= Abstract m-space =

Concept in order theory
In mathematics, specifically in order theory and functional analysis, an abstract m-space or an AM-space is a Banach lattice $(X, \| \cdot \|)$ whose norm satisfies $\left\| \sup \{ x, y \} \right\| = \sup \left\{ \| x \|, \| y \| \right\}$ for all x and y in the positive cone of X.
We say that an AM-space X is an AM-space with unit if in addition there exists some u ≥ 0 in X such that the interval [−u, u] := { z ∈ X : −u ≤ z and z ≤ u } is equal to the unit ball of X;
such an element u is unique and an order unit of X.

== Examples ==

The strong dual of an AL-space is an AM-space with unit.

If X is an Archimedean ordered vector lattice, u is an order unit of X, and p_{u} is the Minkowski functional of $[u, -u] := \{ x \in X : -u \leq x \text{ and } x \leq x \},$ then the complete of the semi-normed space (X, p_{u}) is an AM-space with unit u.

== Properties ==

Every AM-space is isomorphic (as a Banach lattice) with some closed vector sublattice of some suitable $C_{\R}\left( X \right)$.
The strong dual of an AM-space with unit is an AL-space.
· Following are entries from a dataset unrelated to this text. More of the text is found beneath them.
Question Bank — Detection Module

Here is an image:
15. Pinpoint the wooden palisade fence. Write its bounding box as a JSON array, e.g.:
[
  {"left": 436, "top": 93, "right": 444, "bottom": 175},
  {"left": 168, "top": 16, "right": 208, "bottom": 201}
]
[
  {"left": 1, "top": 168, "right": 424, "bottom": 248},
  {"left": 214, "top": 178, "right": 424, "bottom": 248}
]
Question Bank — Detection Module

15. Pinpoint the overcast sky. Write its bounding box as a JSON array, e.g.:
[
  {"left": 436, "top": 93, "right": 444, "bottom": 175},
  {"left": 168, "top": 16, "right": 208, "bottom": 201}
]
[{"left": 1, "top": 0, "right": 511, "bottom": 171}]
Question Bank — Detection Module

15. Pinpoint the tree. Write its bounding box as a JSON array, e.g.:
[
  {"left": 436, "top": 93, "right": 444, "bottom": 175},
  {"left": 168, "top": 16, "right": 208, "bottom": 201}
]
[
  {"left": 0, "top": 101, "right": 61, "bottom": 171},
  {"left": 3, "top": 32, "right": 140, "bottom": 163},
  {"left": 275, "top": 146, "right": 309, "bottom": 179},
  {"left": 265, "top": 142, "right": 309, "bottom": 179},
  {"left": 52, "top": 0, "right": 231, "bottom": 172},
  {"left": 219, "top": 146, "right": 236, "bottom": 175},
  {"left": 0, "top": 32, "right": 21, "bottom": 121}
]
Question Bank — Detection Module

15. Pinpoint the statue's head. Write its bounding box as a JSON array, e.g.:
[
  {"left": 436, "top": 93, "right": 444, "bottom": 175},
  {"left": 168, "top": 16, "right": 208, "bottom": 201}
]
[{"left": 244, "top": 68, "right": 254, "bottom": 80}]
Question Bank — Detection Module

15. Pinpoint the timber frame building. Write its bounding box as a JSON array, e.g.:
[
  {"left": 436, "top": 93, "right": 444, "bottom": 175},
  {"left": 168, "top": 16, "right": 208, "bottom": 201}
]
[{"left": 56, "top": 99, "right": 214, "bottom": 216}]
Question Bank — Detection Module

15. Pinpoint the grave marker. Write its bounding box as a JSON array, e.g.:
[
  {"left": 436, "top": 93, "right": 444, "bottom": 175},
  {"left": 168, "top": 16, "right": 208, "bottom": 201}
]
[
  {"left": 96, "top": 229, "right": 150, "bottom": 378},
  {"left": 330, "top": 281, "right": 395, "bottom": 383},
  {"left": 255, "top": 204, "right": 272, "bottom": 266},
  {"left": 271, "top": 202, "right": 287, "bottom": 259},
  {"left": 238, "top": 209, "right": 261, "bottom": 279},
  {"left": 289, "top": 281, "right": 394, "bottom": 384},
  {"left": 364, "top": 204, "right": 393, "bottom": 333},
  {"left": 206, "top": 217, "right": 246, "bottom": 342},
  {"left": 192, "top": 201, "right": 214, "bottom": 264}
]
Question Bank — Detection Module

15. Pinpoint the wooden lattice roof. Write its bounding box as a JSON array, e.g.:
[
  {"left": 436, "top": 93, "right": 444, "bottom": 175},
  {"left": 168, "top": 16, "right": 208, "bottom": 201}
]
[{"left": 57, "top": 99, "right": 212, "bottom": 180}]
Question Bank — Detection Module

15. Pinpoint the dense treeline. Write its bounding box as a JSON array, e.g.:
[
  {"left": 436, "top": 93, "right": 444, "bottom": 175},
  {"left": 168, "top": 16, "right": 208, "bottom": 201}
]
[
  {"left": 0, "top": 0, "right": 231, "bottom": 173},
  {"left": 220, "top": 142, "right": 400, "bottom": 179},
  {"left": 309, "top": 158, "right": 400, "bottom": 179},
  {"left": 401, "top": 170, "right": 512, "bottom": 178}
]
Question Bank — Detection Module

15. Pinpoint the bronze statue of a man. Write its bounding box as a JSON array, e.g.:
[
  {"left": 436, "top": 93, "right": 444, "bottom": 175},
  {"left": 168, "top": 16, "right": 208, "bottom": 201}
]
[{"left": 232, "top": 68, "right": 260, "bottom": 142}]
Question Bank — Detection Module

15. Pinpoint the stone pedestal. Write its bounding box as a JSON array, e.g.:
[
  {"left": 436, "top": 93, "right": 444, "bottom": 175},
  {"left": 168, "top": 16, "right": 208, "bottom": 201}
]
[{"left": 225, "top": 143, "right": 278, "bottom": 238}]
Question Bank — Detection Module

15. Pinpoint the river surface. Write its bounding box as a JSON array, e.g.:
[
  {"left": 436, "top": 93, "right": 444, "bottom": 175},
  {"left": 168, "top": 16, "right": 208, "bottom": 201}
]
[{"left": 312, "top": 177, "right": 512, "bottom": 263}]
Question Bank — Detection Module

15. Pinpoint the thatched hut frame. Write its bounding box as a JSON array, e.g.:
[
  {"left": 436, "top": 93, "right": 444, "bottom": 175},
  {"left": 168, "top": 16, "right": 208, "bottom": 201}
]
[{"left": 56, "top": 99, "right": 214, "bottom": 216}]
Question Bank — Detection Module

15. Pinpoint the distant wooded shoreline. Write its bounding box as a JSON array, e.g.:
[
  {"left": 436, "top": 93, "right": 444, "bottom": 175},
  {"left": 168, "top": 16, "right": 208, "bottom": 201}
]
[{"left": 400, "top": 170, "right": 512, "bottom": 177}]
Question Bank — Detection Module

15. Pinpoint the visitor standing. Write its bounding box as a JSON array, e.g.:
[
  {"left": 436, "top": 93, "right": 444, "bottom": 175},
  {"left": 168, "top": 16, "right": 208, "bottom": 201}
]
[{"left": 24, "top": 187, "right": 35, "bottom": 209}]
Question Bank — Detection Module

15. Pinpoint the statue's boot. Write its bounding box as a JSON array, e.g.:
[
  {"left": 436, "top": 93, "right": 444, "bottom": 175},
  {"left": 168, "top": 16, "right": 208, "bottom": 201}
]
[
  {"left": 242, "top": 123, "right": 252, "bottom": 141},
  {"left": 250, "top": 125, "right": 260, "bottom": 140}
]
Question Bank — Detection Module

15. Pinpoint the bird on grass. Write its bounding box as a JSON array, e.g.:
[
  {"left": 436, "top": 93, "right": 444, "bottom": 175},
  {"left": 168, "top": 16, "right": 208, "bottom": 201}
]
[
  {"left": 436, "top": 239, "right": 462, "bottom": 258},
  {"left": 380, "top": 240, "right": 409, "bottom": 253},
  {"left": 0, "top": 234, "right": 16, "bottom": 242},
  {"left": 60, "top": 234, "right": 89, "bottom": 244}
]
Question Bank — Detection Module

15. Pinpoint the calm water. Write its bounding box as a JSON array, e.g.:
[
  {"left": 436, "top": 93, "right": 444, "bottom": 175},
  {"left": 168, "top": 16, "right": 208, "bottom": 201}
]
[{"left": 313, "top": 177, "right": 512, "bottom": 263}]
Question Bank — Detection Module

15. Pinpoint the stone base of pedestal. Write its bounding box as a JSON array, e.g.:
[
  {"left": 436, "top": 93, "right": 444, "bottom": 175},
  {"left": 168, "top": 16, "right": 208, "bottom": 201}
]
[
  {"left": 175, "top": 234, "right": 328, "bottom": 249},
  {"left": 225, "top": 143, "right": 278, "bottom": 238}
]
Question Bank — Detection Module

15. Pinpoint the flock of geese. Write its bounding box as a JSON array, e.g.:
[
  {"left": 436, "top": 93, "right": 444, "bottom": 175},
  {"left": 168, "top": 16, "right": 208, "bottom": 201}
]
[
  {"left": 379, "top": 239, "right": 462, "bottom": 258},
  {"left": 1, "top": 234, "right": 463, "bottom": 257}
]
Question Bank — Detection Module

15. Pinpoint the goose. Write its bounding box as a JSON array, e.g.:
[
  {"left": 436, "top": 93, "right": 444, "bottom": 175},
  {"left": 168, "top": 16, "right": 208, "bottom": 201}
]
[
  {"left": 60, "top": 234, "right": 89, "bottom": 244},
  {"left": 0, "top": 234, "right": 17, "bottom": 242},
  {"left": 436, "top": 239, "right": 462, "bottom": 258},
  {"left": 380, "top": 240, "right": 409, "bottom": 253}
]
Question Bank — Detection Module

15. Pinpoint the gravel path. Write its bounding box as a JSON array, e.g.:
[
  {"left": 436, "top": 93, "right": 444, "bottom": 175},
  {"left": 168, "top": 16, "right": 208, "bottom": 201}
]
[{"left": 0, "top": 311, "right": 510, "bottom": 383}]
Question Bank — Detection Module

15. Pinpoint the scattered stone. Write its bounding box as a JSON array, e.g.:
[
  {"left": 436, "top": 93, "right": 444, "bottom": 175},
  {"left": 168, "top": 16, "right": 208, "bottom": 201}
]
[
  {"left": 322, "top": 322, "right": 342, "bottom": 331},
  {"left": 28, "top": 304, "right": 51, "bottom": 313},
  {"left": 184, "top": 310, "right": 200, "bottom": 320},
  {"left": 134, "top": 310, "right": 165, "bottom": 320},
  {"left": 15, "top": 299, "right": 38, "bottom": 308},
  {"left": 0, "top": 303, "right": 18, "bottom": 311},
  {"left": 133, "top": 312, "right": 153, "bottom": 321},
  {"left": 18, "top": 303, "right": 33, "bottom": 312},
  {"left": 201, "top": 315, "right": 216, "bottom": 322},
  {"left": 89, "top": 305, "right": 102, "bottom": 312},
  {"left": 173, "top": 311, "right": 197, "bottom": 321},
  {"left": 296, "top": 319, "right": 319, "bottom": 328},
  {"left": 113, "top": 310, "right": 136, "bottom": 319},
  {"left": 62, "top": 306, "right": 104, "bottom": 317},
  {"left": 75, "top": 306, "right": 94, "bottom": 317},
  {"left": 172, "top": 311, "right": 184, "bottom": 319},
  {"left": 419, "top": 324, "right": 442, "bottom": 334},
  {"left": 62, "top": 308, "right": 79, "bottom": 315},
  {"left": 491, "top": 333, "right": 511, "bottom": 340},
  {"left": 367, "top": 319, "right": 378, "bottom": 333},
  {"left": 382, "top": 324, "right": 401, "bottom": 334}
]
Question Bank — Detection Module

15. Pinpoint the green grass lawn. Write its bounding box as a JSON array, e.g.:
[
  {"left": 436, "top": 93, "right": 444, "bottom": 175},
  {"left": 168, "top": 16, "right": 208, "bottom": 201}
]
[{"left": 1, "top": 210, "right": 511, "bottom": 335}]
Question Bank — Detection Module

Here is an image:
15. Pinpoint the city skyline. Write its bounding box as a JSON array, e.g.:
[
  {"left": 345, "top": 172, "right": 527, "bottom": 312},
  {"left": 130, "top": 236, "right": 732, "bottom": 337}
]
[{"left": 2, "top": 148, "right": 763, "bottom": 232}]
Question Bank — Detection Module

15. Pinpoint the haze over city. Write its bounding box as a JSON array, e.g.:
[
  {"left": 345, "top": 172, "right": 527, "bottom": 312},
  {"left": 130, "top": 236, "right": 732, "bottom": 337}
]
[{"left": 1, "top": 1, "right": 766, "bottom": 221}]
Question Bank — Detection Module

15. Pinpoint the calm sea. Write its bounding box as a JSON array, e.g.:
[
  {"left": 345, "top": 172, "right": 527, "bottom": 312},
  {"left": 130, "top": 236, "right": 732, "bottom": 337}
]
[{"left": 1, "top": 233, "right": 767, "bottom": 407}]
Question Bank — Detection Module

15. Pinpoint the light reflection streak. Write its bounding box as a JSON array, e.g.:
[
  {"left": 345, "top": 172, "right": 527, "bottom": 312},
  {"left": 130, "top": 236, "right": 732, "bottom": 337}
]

If X ≠ { 0 } is an AM-space with unit then the set K of all extreme points of the positive face of the dual unit ball is a non-empty and weakly compact (i.e. $\sigma\left( X^{\prime}, X \right)$-compact) subset of $X^{\prime}$ and furthermore, the evaluation map $I : X \to C_{\R} \left( K \right)$ defined by $I(x) := I_x$ (where $I_x : K \to \R$ is defined by $I_x(t) = \langle x, t \rangle$) is an isomorphism.